On Mon, Apr 20 2026 at 23:03, Waiman Long wrote:
> Add a new cpuhp_offline_cb() API that allows us to offline a set of
> CPUs one-by-one, run the given callback function and then bring those
> CPUs back online again while inhibiting any concurrent CPU hotplug
> operations from happening.

Please provide a properly structured change log which explains the
context, the problem and the solution in separate paragraphs and this
order. This is not new. It's documented...

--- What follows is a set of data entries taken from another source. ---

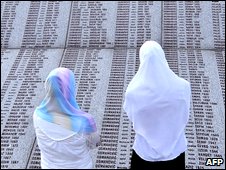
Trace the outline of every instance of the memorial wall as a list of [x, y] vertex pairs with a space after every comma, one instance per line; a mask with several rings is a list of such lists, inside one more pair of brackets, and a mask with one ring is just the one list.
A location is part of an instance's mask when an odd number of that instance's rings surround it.
[[78, 104], [97, 122], [95, 167], [128, 169], [122, 105], [146, 40], [191, 83], [186, 169], [224, 169], [206, 166], [225, 159], [224, 1], [1, 1], [1, 169], [40, 168], [32, 115], [56, 67], [74, 72]]

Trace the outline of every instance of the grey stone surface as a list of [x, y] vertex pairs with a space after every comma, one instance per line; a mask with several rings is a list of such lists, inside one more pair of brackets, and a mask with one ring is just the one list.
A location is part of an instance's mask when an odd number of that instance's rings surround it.
[[77, 101], [103, 145], [96, 168], [130, 167], [134, 131], [122, 109], [139, 48], [159, 42], [192, 85], [186, 169], [225, 159], [225, 2], [1, 1], [1, 168], [40, 168], [32, 114], [48, 73], [75, 73]]

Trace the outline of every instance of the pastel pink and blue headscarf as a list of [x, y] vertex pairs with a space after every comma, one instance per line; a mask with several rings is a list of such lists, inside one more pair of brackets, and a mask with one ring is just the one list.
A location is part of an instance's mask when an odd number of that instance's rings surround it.
[[92, 115], [80, 110], [76, 102], [76, 82], [71, 70], [63, 67], [52, 70], [45, 89], [47, 94], [35, 114], [74, 132], [90, 134], [97, 130]]

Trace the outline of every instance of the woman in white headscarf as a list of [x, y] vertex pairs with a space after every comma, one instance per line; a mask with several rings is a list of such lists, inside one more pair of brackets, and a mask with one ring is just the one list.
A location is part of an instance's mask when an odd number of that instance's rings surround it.
[[100, 144], [91, 114], [75, 99], [74, 73], [63, 67], [50, 72], [46, 96], [33, 115], [43, 169], [91, 169], [89, 150]]
[[135, 131], [131, 169], [185, 169], [190, 83], [169, 68], [157, 42], [146, 41], [139, 57], [123, 106]]

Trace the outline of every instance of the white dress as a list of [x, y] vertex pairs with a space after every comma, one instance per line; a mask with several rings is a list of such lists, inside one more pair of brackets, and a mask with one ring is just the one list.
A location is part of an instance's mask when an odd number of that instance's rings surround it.
[[34, 114], [33, 122], [41, 151], [42, 169], [92, 169], [89, 150], [100, 142], [98, 133], [80, 135], [47, 122]]

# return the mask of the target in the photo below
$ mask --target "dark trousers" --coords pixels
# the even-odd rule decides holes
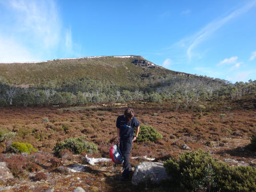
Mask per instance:
[[[120,148],[123,157],[123,163],[122,164],[123,171],[122,176],[125,178],[129,177],[129,171],[132,170],[129,158],[133,144],[133,137],[132,136],[125,139],[122,139],[120,142]]]

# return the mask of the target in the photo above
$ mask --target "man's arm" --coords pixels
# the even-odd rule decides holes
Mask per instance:
[[[120,129],[116,128],[116,131],[117,132],[117,137],[116,138],[116,143],[119,143],[120,141]]]
[[[133,139],[133,142],[136,140],[136,139],[137,139],[137,137],[138,137],[138,135],[139,134],[139,132],[140,131],[140,126],[137,127],[136,128],[136,135],[135,137],[134,137],[134,139]]]

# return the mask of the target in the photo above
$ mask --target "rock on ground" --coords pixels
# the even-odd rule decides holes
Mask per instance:
[[[7,168],[6,163],[0,162],[0,180],[6,180],[12,178],[13,176]]]
[[[74,189],[74,192],[85,192],[85,191],[82,187],[77,187]]]
[[[182,145],[182,149],[188,150],[190,150],[191,149],[191,148],[189,147],[188,145],[187,145],[186,144],[184,144]]]
[[[132,183],[159,184],[169,179],[163,164],[157,162],[142,162],[135,168]]]

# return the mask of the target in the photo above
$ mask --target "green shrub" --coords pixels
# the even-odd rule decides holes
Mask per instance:
[[[172,181],[183,191],[253,192],[256,189],[256,169],[232,167],[213,159],[202,150],[181,154],[164,166]]]
[[[0,98],[0,107],[5,107],[8,104],[5,99],[2,98]]]
[[[49,122],[49,120],[48,119],[48,118],[45,117],[44,119],[42,120],[42,123],[44,124],[45,123],[48,123]]]
[[[247,146],[250,150],[256,151],[256,134],[253,135],[251,139],[251,144]]]
[[[10,147],[10,150],[15,153],[27,153],[30,154],[32,152],[36,152],[32,145],[26,143],[13,142]]]
[[[80,138],[70,138],[65,140],[64,142],[59,142],[53,149],[57,155],[59,155],[64,149],[72,151],[74,154],[80,154],[84,152],[93,154],[98,150],[94,143]]]
[[[153,127],[150,126],[141,125],[140,126],[140,133],[136,141],[140,142],[154,142],[162,139],[163,136]]]
[[[224,114],[224,113],[221,113],[220,115],[220,119],[225,119],[227,117],[227,115],[226,115],[225,114]]]
[[[0,142],[4,142],[7,140],[11,140],[13,139],[16,135],[16,132],[9,132],[3,134],[0,138]]]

> This new API can be used to enable runtime adjustment of nohz_full and
> isolcpus boot command line options. A new cpuhp_offline_cb_mode flag
> is also added to signal that the system is in this offline callback
> transient state so that some hotplug operations can be optimized out
> if we choose to.

We chose nothing.

> +#include <linux/cpumask_types.h>

What for? This header only needs a 'struct cpumask' forward declaration
so that the compiler can handle the pointer argument, no?

> +typedef int (*cpuhp_cb_t)(void *arg);

You couldn't come up with a more generic name for this, right?

>  struct device;
>  
>  extern int lockdep_is_cpus_held(void);
> @@ -29,6 +31,8 @@ void clear_tasks_mm_cpumask(int cpu);
>  int remove_cpu(unsigned int cpu);
>  int cpu_device_down(struct device *dev);
>  void smp_shutdown_nonboot_cpus(unsigned int primary_cpu);
> +int cpuhp_offline_cb(struct cpumask *mask, cpuhp_cb_t func, void *arg);

Ditto.

> +extern bool cpuhp_offline_cb_mode;

Groan. The only users are in the cpusets code which invokes this muck
and should therefore know what's going on, no?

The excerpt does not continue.